Complexity of syntactic constructions

1. Problem and history

The complexity of a syntactic construct is measured in terms of the number of its immediate constituents. The partitioning in immediate constituents can be performed on the basis of any grammar. The first model seems to be that of Köhler and Altmann (2000).

2. Hypothesis

The complexity of syntactic constructions follows the hyper-Pascal distribution.

3. Derivation

The complexity depends on following quantities (Köhler, Altmann 2000:192):

minX – the requirement of minimization of the complexity of a syntactic construction in order to decrease memory effort in processing the construction;

maxH – the requirement of maximazing compactness. This enables us diminishing the complexity of the subordinated level of embedding by embedding constituents into the given level… minX on the level m corresponds to the requirement maxH on the level m+1;

E – a variable representing the average degree of fullness, the default value of complexity;

I(K) – the size of inventory of constructions.

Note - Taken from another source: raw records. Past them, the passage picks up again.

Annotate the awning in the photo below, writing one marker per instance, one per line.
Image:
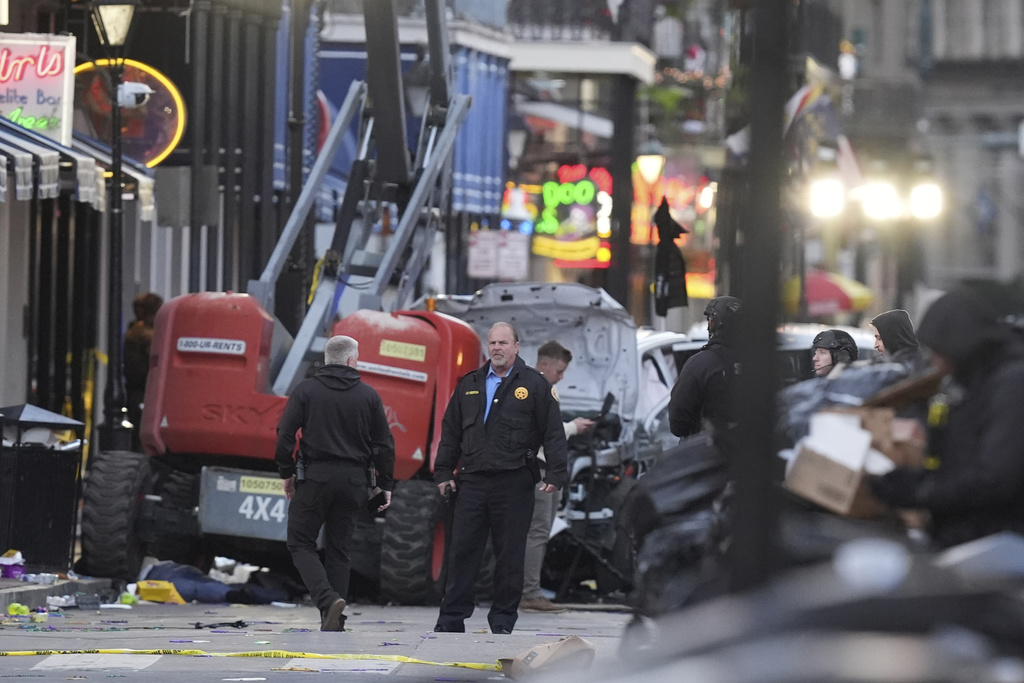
(17, 162)
(588, 123)
(79, 170)
(45, 171)
(136, 173)
(826, 293)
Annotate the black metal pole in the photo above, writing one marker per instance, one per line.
(198, 123)
(232, 153)
(214, 253)
(619, 274)
(757, 505)
(116, 434)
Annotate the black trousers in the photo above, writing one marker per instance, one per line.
(334, 499)
(500, 504)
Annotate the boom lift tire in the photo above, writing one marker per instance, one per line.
(413, 545)
(111, 543)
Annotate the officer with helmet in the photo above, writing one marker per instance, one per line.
(830, 348)
(700, 395)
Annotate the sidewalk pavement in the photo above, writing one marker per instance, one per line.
(34, 595)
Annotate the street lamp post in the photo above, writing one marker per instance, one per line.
(113, 19)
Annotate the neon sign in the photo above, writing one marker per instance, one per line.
(36, 86)
(574, 221)
(150, 132)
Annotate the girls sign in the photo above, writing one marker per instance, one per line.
(37, 82)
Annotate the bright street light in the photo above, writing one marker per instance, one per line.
(926, 201)
(881, 201)
(707, 197)
(827, 198)
(650, 161)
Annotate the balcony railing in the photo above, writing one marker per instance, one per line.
(560, 19)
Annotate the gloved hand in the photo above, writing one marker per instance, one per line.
(898, 487)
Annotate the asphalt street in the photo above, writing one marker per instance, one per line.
(269, 643)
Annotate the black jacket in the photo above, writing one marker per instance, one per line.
(523, 418)
(341, 419)
(701, 391)
(978, 488)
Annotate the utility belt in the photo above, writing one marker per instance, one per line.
(310, 457)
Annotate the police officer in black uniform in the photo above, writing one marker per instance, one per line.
(701, 392)
(497, 419)
(344, 432)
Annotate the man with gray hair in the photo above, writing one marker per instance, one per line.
(344, 431)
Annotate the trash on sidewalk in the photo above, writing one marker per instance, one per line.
(40, 579)
(86, 600)
(235, 625)
(59, 601)
(568, 653)
(159, 591)
(11, 564)
(17, 609)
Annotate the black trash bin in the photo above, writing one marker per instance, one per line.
(40, 487)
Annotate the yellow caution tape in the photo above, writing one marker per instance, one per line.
(280, 654)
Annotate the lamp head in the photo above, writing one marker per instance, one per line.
(113, 20)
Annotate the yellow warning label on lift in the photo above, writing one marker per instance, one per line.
(393, 349)
(261, 485)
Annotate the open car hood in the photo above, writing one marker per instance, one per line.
(594, 327)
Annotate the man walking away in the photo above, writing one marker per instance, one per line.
(344, 432)
(498, 419)
(552, 359)
(701, 392)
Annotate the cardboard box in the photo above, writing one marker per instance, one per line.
(879, 421)
(568, 653)
(909, 442)
(900, 439)
(832, 484)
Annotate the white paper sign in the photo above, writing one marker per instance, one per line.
(482, 261)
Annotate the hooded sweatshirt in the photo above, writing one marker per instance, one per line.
(896, 330)
(979, 486)
(342, 420)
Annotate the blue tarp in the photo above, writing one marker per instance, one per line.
(479, 167)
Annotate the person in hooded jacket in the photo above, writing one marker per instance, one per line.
(701, 391)
(896, 341)
(978, 488)
(344, 431)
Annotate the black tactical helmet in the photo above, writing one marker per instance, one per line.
(840, 344)
(721, 313)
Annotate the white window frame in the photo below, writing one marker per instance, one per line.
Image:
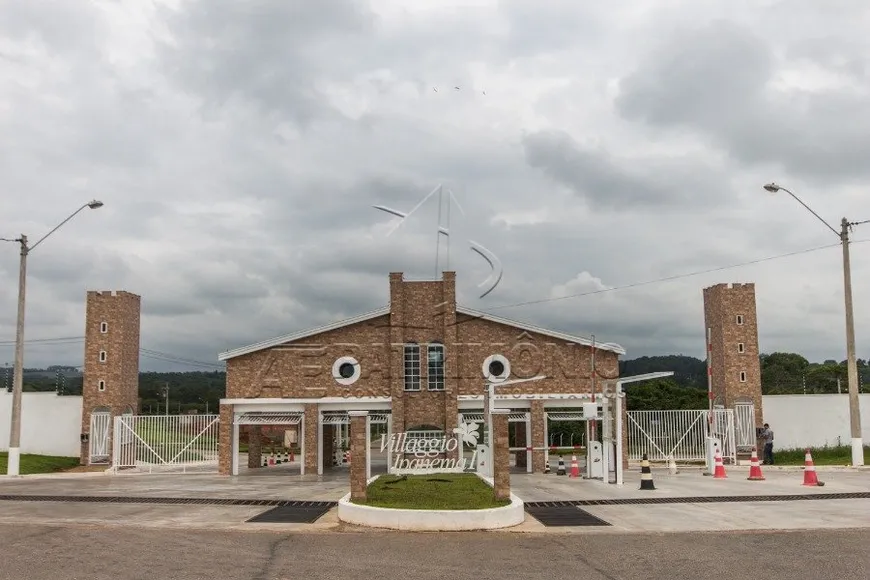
(411, 367)
(433, 381)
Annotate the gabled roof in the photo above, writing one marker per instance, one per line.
(609, 346)
(386, 310)
(303, 334)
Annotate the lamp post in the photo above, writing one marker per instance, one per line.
(18, 376)
(851, 362)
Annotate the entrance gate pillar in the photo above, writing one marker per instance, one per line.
(255, 446)
(359, 454)
(501, 470)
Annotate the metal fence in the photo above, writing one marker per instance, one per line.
(166, 443)
(680, 435)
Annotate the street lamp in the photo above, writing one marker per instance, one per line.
(851, 363)
(18, 377)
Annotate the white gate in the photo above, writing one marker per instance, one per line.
(98, 437)
(744, 419)
(679, 434)
(166, 443)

Assumptions: The number of constructions with complexity x+1 is proportional to that with complexity x. maxH increases the probability of a higher complexity, minX decreases it. The greater E, the more complexity is needed to code the individual messages. On the other hand, the greater the inventory size I(K), the less complexity is needed. With these assumptions, we obtain

(1) P_{x+1}= \frac{maxH + x}{minX + x} \frac{E}{I(K)}P_x, \quad x= 1, 2, ...

Within a given period of time, the relation E/I(K) can be considered as a constant, say q. Setting E/I(K) = q, maxH = k-1, and minX = m-1, from (1) we get

(2) P_{x+1} = \frac{k+x-1}{m+x-1}qP_x, \quad x=1, 2, ...

resulting in

(3) P_X = \frac{{k+x-2 \choose x-1}}{{m+x-2 \choose x-1}}q^{x-1}P_1
, \quad x=1,2,3...

where P_1^{-1}= _2F_1 (k,1;m;q).

Example: Complexity of syntactic constructions in the Negra corpus (Brants 1999) Köhler and Altmann (2000) fitted (3) to the complexity of syntactic constructions in the Negra corpus. The result is presented in Table 1 and Fig. 1.

Tabelle11 CoSC.jpg

Since the number of observations is too great, the use of the chi-square is problematic. The authors use the contingency coefficient C = X^2/N which is acceptable. It would be advisable to use single texts instead of corpora.

Grafik1 CoSC.jpg
Fig. 1. Distribution of syntactic complexity in the Negra corpus


4. Authors: G. Altmann

5. References

Brants, T. (1999). Tagging and parsing with cascaded Markov models. Automation of corpus annotation. Saarbrücken: Universität der Saarlandes.

Köhler, R., Altmann, G. (2000). Probability distributions of syntactic units and properties. J. of Quantitative Linguistics 7, 189-200.